So, how good was the news coverage of the very gentle fall of Cardinal Donald Wuerl, in terms of the stories published in the two elite newspapers that have been driving this story?
Well, that depends.
It appears that the crucial issue — once again — is whether the most important scandal linked to Wuerl at the the moment is (a) his role in efforts to hide the abuse of children and teens, overwhelmingly male, by clergy, (b) his ties to the career and work of ex-cardinal Theodore McCarrick or (c) some combination of both, since they are often connected.
If you think the big story is still clergy sexual abuse — as suggested by everything Rome is saying these days — then reports in The New York Times and The Washington Post are just fine. However, if you think that Wuerl could/should be numbered among the cardinals who drew power from McCarrick and then protected him from public scandal, then you will see some very large and interesting holes in these reports.
But first, let’s back up. In addition to waves of coverage of the hellish 900-page Pennsylvania grand-jury report on sexual abuse, here is the lightning-strike Times headline that really kicked this summer’s Catholic chaos up several notches. I am referring to this: “He Preyed on Men Who Wanted to Be Priests. Then He Became a Cardinal.”

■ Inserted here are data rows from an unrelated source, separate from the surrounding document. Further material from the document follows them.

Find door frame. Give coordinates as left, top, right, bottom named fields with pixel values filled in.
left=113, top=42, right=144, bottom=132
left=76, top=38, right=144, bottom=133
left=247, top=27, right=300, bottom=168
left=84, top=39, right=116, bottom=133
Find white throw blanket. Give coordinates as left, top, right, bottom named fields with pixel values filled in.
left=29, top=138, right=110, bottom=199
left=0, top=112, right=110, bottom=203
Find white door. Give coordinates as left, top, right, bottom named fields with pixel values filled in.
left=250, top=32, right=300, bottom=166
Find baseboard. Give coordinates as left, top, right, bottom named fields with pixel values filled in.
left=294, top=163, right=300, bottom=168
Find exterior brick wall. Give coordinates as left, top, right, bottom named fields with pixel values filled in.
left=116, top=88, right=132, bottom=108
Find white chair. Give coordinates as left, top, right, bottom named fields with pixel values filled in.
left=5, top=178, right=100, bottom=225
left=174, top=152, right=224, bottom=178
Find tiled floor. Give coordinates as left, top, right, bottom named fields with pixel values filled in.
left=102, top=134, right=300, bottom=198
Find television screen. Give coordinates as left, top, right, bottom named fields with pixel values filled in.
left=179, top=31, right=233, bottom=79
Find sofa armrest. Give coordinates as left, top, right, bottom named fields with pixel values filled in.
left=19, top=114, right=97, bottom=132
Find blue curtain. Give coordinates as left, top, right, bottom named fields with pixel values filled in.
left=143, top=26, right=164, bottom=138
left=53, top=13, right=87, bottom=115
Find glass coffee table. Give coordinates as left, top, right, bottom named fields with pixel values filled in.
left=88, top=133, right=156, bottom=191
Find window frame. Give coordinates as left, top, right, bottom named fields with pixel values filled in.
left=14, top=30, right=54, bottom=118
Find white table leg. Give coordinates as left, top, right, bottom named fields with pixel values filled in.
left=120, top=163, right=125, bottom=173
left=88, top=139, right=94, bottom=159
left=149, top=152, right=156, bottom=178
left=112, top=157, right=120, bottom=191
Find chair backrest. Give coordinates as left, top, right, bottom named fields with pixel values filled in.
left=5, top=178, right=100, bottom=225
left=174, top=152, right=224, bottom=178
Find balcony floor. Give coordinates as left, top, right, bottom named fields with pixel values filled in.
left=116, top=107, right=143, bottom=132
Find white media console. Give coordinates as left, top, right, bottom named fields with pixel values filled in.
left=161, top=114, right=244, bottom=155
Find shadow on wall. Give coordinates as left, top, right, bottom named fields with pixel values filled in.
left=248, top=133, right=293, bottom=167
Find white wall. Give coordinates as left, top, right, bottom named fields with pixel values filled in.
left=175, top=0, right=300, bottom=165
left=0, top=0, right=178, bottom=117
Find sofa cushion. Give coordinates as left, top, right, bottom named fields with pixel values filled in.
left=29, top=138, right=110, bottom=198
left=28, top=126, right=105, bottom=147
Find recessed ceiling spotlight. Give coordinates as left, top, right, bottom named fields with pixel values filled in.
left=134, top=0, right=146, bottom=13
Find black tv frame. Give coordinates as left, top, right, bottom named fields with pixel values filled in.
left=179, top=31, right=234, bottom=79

As I have mentioned several times here at GetReligion, the big word in this specific piece is “seminarians” — as in reports of McCarrick’s ongoing sexual harassment and abuse of seminarians under his authority.
The sex-with-trapped-men angle vanished, for the most part, in most news coverage. Then the Post came out with a story that I took a look at right here: “Washington Post sees big McCarrick picture: Why are broken celibacy vows no big deal?“ The story’s strong thesis statement said:
The McCarrick case reveals, among other things, the unspoken contradictions between the image of priests as completely celibate and the reality of men struggling at times with their sexuality. Some experts and clerics compared priests’ celibacy vows to those of married couples who become unfaithful. In other words, physical or sexual contact between priests happens. But it’s unclear how frequently it occurs and how often it is nonconsensual.